Dans le cadre de ces contrats, « les familles asservies sont battues, payées de façon dérisoire et forcées de travailler des heures excessives. Les enfants de plus de 13 ans sont censés rejoindre leurs parents dans le cadre de la main-d’œuvre. »
Souvent, les femmes employées dans ces briqueteries sont violées par les propriétaires ou les autres responsables, tandis que les hommes de leurs familles sont occupés à travailler.
Les chrétiennes cibles de viols et de mariages forcés
Les violences sexuelles sont le lot des minorités religieuses au Pakistan, et les chrétiens n’y échappent pas. Des femmes, des adolescentes, des fillettes, mais aussi des garçons, comme lorsqu’un adolescent de 14 ans, Zeeshan, fut violé et pendu en 2016 sans que la police ne daigne vraiment enquêter.
En 2010, Arshed a été brûlé vif devant un poste de police, suite à des menaces de son employeur parce qu’il refusait de se convertir à l’islam ; quand son épouse Martha est allée porter plainte, les policiers l’ont violé et ont forcé ses trois jeunes enfants à regarder la scène.
Dans le faubourg d’Essa Nagri, près de Karachi, les islamistes mènent des raids pour violer des femmes et des filles. Toutes les minorités sont victimes de ces attaques, même la communauté ahmadie à qui est refusée le qualificatif de « musulmane ».
« Ce qui est encore plus exaspérant, ce sont les quelque 700 filles chrétiennes enlevées, violées et contraintes au mariage islamique », déplore Juliet Chowdhry, qui ajoute que « certaines mosquées sont connues pour prêcher qu’il existe une place spéciale au paradis pour les hommes musulmans qui agrandissent ainsi l’Oumma, la communauté des croyants. »
La police ignore ces rapts, en dépit des lois qui les sanctionnent et de l’âge des filles en deçà du seuil légal. Les tribunaux font prévaloir la charia sur ces lois pour valider les mariages forcés. La BACA a été la première association à libérer une femme mariée de mort, mais la plupart des batailles juridiques sont perdues, « car même lorsqu’une fille est retrouvée, elle est envoyée dans un centre de refuge pour femmes qui n’est souvent impartial que de nom. »

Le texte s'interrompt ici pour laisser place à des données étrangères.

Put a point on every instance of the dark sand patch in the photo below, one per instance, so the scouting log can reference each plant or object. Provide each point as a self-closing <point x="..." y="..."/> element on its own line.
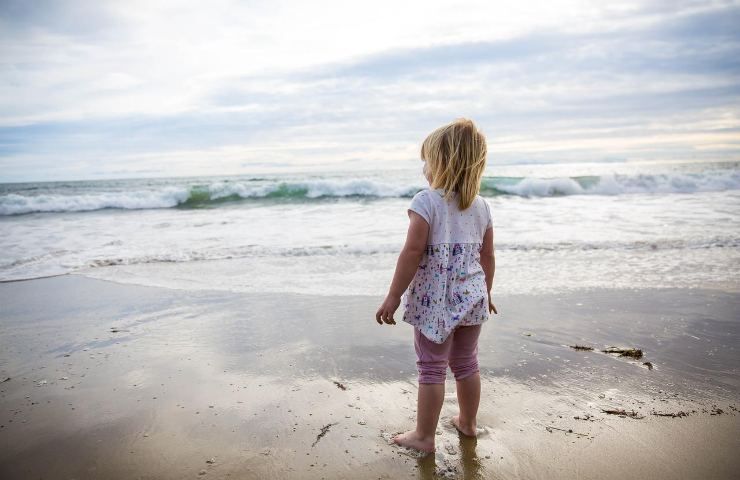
<point x="120" y="381"/>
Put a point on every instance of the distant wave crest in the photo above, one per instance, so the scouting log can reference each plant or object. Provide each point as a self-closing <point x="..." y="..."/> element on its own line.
<point x="217" y="193"/>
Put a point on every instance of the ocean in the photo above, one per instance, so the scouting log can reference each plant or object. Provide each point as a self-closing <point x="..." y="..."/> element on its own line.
<point x="557" y="228"/>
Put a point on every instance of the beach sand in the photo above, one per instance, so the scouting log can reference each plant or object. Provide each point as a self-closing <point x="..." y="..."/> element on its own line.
<point x="106" y="380"/>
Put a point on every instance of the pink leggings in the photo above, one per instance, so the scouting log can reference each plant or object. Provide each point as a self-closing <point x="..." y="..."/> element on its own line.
<point x="460" y="350"/>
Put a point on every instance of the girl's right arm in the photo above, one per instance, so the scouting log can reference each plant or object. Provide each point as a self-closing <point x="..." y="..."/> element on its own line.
<point x="408" y="263"/>
<point x="488" y="262"/>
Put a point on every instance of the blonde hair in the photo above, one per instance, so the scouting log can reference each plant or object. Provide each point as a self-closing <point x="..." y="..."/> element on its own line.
<point x="456" y="156"/>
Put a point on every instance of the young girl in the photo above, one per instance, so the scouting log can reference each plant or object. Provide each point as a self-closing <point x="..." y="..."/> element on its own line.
<point x="447" y="264"/>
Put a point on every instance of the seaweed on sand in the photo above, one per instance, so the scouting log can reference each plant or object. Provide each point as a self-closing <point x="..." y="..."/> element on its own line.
<point x="622" y="413"/>
<point x="625" y="352"/>
<point x="581" y="347"/>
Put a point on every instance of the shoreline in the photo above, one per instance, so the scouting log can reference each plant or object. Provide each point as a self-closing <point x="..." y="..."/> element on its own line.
<point x="112" y="380"/>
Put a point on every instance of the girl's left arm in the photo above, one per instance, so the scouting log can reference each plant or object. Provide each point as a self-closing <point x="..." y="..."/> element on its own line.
<point x="408" y="263"/>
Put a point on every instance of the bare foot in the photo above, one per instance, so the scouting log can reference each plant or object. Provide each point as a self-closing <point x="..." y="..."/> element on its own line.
<point x="468" y="430"/>
<point x="411" y="440"/>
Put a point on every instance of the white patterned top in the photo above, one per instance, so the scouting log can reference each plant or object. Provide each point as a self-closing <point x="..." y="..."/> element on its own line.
<point x="449" y="288"/>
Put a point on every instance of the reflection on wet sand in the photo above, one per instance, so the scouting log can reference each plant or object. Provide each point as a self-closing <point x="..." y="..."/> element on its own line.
<point x="114" y="381"/>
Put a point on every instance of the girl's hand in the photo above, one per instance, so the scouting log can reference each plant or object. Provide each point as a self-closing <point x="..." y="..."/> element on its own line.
<point x="491" y="306"/>
<point x="387" y="309"/>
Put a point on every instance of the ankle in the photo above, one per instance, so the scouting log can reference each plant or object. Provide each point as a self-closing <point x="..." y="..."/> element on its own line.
<point x="469" y="424"/>
<point x="426" y="437"/>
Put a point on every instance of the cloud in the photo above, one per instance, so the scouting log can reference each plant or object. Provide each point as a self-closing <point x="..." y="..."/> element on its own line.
<point x="137" y="88"/>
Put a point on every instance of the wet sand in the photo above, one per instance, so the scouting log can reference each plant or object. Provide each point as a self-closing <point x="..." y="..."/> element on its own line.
<point x="122" y="381"/>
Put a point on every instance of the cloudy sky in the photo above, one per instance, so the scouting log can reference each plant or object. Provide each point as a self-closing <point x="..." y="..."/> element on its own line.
<point x="97" y="89"/>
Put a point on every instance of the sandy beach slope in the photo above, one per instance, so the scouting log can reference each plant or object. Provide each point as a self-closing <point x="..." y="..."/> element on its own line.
<point x="104" y="380"/>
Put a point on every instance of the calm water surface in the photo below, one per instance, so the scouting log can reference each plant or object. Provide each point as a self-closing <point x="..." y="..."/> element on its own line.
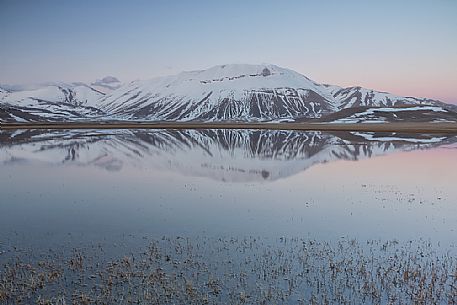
<point x="66" y="189"/>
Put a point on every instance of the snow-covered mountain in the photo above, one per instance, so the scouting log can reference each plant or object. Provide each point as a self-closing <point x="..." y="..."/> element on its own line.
<point x="236" y="92"/>
<point x="106" y="84"/>
<point x="227" y="92"/>
<point x="56" y="101"/>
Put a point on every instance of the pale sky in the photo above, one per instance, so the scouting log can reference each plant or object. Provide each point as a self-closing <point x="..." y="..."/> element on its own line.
<point x="405" y="47"/>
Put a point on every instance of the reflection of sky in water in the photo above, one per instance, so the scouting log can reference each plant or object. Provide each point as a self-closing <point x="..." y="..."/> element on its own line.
<point x="191" y="191"/>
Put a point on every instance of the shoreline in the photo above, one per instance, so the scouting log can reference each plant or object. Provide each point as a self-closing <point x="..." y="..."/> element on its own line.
<point x="367" y="127"/>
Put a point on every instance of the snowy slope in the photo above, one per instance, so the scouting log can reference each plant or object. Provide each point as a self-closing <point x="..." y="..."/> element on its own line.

« Les violeurs musulmans ou leurs amis ont accès à ces centres de protection et menacent de tuer la jeune fille et sa famille si elle ne déclare pas avoir épousé l’homme musulman de son plein gré », soupire Juliet Chowdhry.
La loi sur le blasphème : la menace permanente du lynchage ou de la condamnation pénale
À ces agressions et cette précarité s’ajoute une forte insécurité liée à la loi sur le blasphème de 1986.
L’histoire d’Asia Bibi a fait le tour du monde et des pays occidentaux ont exercé des pressions sur le Pakistan après la condamnation à mort en 2010 de cette mère de famille suite à des accusations de blasphème.
Son tort a été de boire dans un gobelet qu’elle a tendu à ses collègues de travail qui ont affirmé qu’il était désormais souillé. La jeune femme avait répondu douter que le prophète Mahomet aurait parlé ainsi, ce qui lui avait valu d’être traduit en justice. Certains juges pakistanais avaient craint qu’elle ne soit lynchée par la foule s’ils la libéraient et d’être eux-mêmes assassinés.
En effet, quand bien même des représentants de l’État ou d’autres dirigeants tentent de faire respecter les droits des minorités, ils s’exposent au risque d’être tués.
En janvier 2011, le gouverneur du Penjab, Salman Taseer, avait été assassiné par son propre garde du corps, un policier, après avoir apporté son soutien à Asia Bibi et demandé la suppression de la loi sur le blasphème. Deux mois plus tard, le ministre fédéral des minorités, le chrétien Shahbaz Bhatti, était à son tour assassiné, après quoi le président Asif Ali Zardari, veuf de l’ancien Premier ministre Benazir Bhutto tuée par un kamikaze, a soutenu un amendement constitutionnel pour réserver quatre sièges au Sénat aux minorités.
Bien que Zardari ait exprimé en 2009 sa volonté d’en finir avec l’utilisation de la loi sur le blasphème pour nuire aux minorités, la justice condamne encore des chrétiens sur ce motif. Les magistrats ont leurs préjugés contre les chrétiens, constate Juliet Chowdhry, mais ils ont aussi peur d’être assassinés comme le juge Arif Iqbal Bhatti, tué en 1997 parce qu’il avait libéré deux chrétiens trois ans plus tôt.
En 2016, la justice pakistanaise a condamné à mort quatre musulmans après qu’une foule eut enfermé un couple chrétien dans le four d’une briqueterie pour l’y brûler vif. Une réaction qui reste l’exception.